I recently returned from a diocesan pilgrimage in the footsteps of St Paul in Greece, Turkey and Rome.
On the last day, in Rome, I visited the Church of Sant'Andrea delle Fratte where, on 20 January 1842, a non-believing Jew, Alphonse Ratisbonne, was instantaneously converted to Catholicism at the behest of the Virgin Mary.
By then, his brother Theodore had already become a Catholic and a Jesuit, and had founded the Order of Our Lady of Sion, for men and women. This was the only order in the Catholic Church which prayed for, and worked towards the entry of the Jewish people into the Catholic Church.
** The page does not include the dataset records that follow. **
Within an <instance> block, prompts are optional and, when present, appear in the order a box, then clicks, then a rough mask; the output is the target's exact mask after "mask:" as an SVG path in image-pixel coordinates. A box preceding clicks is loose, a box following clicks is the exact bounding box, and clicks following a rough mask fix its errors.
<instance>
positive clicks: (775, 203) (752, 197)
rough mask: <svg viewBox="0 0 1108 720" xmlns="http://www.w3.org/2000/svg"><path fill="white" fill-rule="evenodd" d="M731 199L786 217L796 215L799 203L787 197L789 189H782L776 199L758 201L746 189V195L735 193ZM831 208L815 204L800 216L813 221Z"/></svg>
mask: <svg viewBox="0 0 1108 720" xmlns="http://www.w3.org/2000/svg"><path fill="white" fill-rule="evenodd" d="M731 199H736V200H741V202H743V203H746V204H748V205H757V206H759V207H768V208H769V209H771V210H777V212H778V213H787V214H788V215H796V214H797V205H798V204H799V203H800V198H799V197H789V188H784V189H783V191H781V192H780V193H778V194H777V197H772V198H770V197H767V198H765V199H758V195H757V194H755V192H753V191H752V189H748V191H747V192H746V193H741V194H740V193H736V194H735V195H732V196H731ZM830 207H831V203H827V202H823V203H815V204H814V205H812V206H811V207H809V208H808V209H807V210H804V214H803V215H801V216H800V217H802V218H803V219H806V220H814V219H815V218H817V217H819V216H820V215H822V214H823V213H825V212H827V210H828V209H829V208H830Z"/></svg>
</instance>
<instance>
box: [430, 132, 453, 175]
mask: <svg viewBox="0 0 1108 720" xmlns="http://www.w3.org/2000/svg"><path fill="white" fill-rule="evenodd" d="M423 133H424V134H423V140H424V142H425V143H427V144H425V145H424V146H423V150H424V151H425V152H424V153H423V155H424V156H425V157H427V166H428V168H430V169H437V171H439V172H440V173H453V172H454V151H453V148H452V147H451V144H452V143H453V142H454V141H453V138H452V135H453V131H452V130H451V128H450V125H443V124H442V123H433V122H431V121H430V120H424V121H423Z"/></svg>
Sadly, the leadership of this Order now does its best, all supposedly in 'the spirit of Vatican II', to ditch the charism of the Ratisbonne brothers, by pioneering the so-called 'Two Covenant' theory, whereby Jewish people have all the graces for salvation and (supposedly) do not need the graces and merits won for all of us, Jews and Gentiles, by the greatest Jew who ever lived, died on the cross, and rose again - Jesus Christ, Yeshua Ha'Mashiach.
That the 'Two Covenant' theory is a nonsense, nay heresy, has been highlighted very recently in Paris, when a prominent Orthodox Rabbi, a widower with six children, was instantaneously converted to Catholicism in front of a crucifix in the Church of St Augustine.
Incidentally, this was the same crucifix in front of which Blessed Charles de Foucauld was converted from a life of sin to a complete commitment to Jesus.
The story of the Rabbi continues, following his baptism in Paris on 14 September 2008, not surprisingly on the Feast of the Exaltation of the Holy Cross, showing the direct action of the Lord.